Ceux qui ne peuvent s'empêcher de dévorer des romans policiers à tire-larigot et à longueur de nuits insomniaques connaissent forcément cet auteur suédois; sa bibliographie est édifiante.
De deux choses l'une : ou bien les auteurs de polars sont des bourreaux de travail, passant toutes leurs journées quand ce ne sont pas leurs nuits, à noircir des pages immaculées d'intrigues tarabiscotées, de rebondissements haletants, de personnages singuliers et d'épilogues ahurissants. Ou alors, écrire un polar ne requiert pas cet investissement total et exclusif que tous ceux et celles qui ont tenté cette aventure ô combien prenante de mettre en mots leurs pensées, leurs délires, leurs fantasmes (?) connaissent si bien. A voir.
Un premier élément de réponse pourrait venir de ces chaussures sur mesure qu'un artiste italien (à ce niveau là on ne peut raisonnablement plus parler de bottier) fabrique pour les grands de ce monde, reclus au fin fond de la forêt Suédoise. Cependant le roman ne tourne pas autour de ce formidable artisan chaussier. Ces fameuses chaussures promises ne sont qu'un leurre; la trame est ailleurs.

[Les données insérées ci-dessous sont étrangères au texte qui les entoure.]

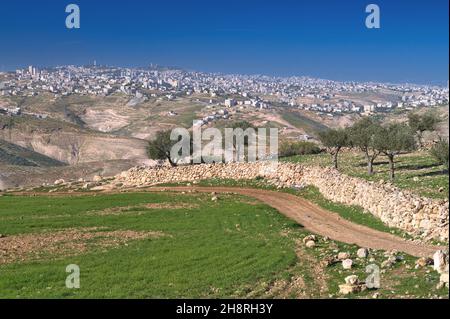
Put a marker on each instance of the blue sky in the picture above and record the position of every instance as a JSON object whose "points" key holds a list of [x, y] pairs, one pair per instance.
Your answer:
{"points": [[321, 38]]}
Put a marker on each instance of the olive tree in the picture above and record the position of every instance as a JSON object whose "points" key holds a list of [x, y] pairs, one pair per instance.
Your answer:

Après avoir exercé le périlleux métier de chirurgien orthopédiste, un jeune retraité de 66 ans vit éloigné de toute vie sociale sur une ile d'un archipel de la Baltique. Son seul contact avec le monde se limite au passage du facteur : un dénommé
Jansson qui déboule tous les trois ou quatre jours à bord de son hydrocopter (rien qu‘un hélico pouvant se poser sur l'eau - ou la glace en l'occurence), ne souffrant que d'une maladie qui englobe toutes les autres : il est hypocondriaque. Mais voilà qu'un jour débarque une vieille dame poussant un déambulateur sur la mer gelée…
On se dit qu'on est parti une nouvelle fois pour une de ces chevauchées toutes scandinaves, faites de vieillards débordant de vitalité, de grandes étendues neigeuses, de situations farfelues, de circonstances burlesques, de conjonctures cocasses. Pas du tout. Pas une fois on ne se tordra de rire au fil des pages. Même pas entrainé dans un tourbillon dont seuls les auteurs nordiques ont le secret.
Au contraire, c'est une indolence qui va s'emparer du lecteur, tout comme notre vitalité s'érode à longueur de journées de neige, engourdie par le froid, terrassée par un ciel qui semble peser des tonnes, des brumes qui envahissent tout, y compris notre meilleure volonté. Cette langueur ne suppose nullement un ennui à la lecture. Bien au contraire.
Fredrik, l'ex-chirurgien, va rencontrer des femmes peu communes. Suivent alors de jolis portraits où l'on sent toute l'influence de cette société qui a déjà plus de cinquante ans d'expérience en ce qui concerne l'amélioration des rapports hommes/femmes, ce qui ne signifie aucunement qu'aucun problème ne subsiste dans cet équilibre instable qui se crée lorsqu'un homme et une femme doivent vivre ensemble.
Point d'orgue du récit, cet épisode de la mort et de l'enterrement d'une protagoniste (je ne dis pas qui!) est tout juste sublime.
Au final, on ressort de cette plongée dans le grand froid Suédois un peu désorienté avec un arrière goût d'inachevé dans la gorge. Même pas de la mélancolie, juste autre chose. D'indéfinissable. D'insaisissable. Quelque chose qui nous touche au plus profond de nous-mêmes sans pouvoir clairement l'identifier. C'est rageant. Ou bien tout simplement la marque d'un bon livre.